Eating healthy is important at any age. However, the standards of a good diet change somewhat as we age. Since the metabolism tends to slow down with age, we need fewer calories. So it’s important to make those calories count by making good nutritional choices.
The basics of healthy eating are sensible. The diet should be a combination of protein, carbohydrates and minimal fats. The United States Department of Agriculture (USDA) makes it easy to remember and follow a good diet with its Choose My Plate guidelines. It also provides specific guidelines for calorie needs as we age.
There’s good reason to eat carefully as we age. Whether it is due to existing medical conditions, or to prevent those conditions (e.g. high blood pressure, diabetes, heart disease etc.) ingredients like sugar, sodium and saturated fat are to be avoided, or kept at a minimum. In other words, at a certain age, now more than ever, we live the motto “we are what we eat”.
In an effort to facilitate a good diet, let’s consider some of the challenges to eating well as we age. For many of our patients at Royal Care, our focus is on the emotional components of companionships and easing loneliness. These factors actually have a tremendous impact on healthy eating.
The truth is, eating is a social endeavor. You know the experience of eating with company: it is more pleasurable, and the meal always tastes better! Well, on the flip side, when people are alone, they can be lax in their eating habits. Older people may be distracted, perhaps depressed, forget to eat or not be attentive to hunger signals and appetite triggers.
So, to combat the problem, consider the following:
- Create company. Have a meal or snack with your loved one, on a consistent basis if possible. Encourage caretakers and others to do the same. To create good associations with the meal, focus on your time together. Create a pleasant atmosphere or go to a nice restaurant, invite family or friends, and accompany the meal with pleasant conversation. Those special occasion meals should be matched by similar positive day-to-day eating experiences as well.

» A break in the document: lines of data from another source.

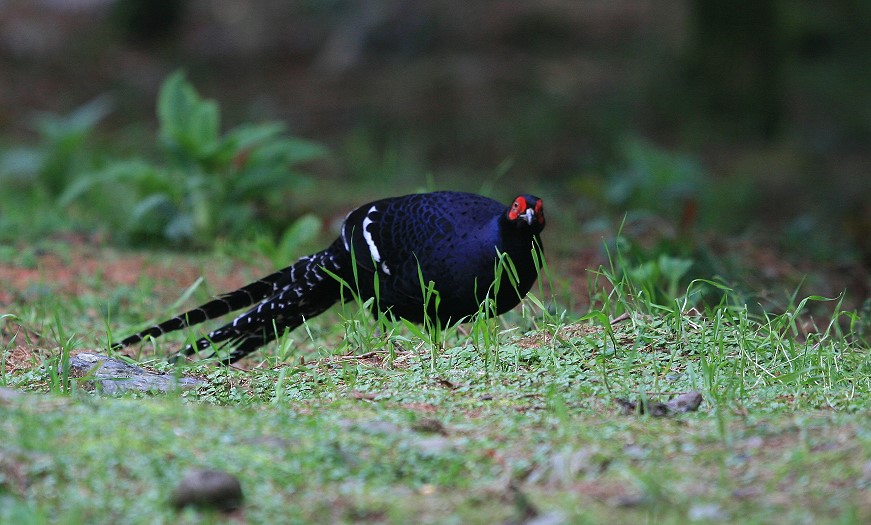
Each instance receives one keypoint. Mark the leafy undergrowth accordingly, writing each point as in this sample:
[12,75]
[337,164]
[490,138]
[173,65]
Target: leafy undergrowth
[344,421]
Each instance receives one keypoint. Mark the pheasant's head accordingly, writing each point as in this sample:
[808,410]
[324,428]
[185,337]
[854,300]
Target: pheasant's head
[527,211]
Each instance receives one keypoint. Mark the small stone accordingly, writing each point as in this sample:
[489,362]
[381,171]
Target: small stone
[208,488]
[429,425]
[706,512]
[686,402]
[9,394]
[112,376]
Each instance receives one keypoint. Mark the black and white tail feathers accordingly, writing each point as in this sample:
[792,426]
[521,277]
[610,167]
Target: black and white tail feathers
[284,300]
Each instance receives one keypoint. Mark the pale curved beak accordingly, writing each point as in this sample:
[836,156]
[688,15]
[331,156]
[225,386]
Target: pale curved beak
[528,216]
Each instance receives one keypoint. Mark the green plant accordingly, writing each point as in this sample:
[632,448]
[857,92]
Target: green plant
[211,184]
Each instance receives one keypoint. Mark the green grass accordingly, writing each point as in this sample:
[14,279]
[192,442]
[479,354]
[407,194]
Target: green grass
[514,419]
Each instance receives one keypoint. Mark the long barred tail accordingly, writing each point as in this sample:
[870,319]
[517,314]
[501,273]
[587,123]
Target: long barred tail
[286,298]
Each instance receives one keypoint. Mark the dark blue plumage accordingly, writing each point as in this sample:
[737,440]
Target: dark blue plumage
[451,239]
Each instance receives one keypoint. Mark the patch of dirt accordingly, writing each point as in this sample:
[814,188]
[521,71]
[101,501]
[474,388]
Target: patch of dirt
[545,338]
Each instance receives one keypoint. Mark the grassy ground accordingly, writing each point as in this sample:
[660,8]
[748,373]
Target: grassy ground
[514,422]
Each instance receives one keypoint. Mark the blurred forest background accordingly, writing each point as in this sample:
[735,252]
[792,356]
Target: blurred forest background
[734,135]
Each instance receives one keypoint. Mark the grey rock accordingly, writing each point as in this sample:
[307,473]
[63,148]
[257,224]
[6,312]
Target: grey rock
[9,394]
[113,377]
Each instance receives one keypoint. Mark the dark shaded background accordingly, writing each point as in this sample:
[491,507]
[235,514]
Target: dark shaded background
[767,102]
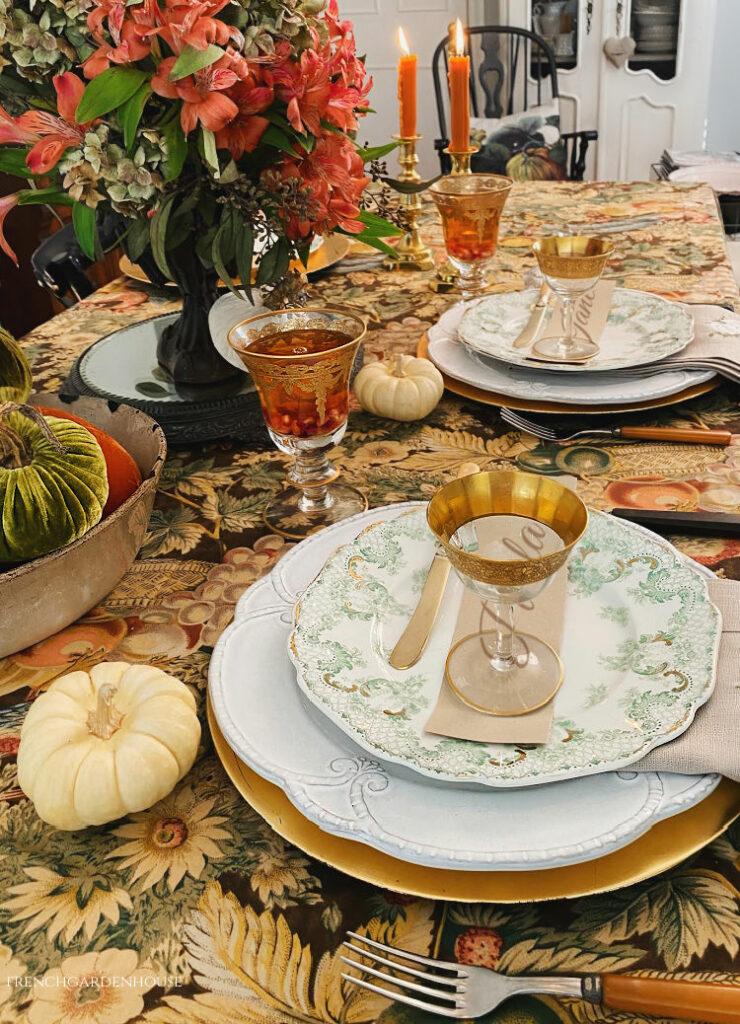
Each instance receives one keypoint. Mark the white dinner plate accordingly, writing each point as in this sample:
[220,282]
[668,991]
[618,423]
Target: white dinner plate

- Water, water everywhere. Age can compromise the thirst mechanism, causing older people not to drink. Although their bodies still need the fluids, chances are that if they don’t feel thirsty, they aren’t getting sufficient amounts of those fluids. A good reminder is to make water or other beverages convenient: put a cup or bottle in various key areas, such as by the bed or living room lounge chair. In addition, use the same ritual to share beverages as you do for meals. After all, a shared cup of tea counts as fluid as well. (Note: a key test of being properly hydrated is the color of a person’s urine: light yellow to clear means someone is likely hydrated. Dark and/or cloudy means someone is likely dehydrated).
- Drink a meal: If appetite is compromised, or cooking or eating solid food represents a challenge for any number of reasons, there are alternatives. While liquid meal replacements are well known, you don’t have to rely solely on those. Try smoothies. All the best nutrition can be blended together in a good-tasting homemade drink– including protein (milk or yogurt), fruits, vegetables and added protein powder or other such desired ingredients.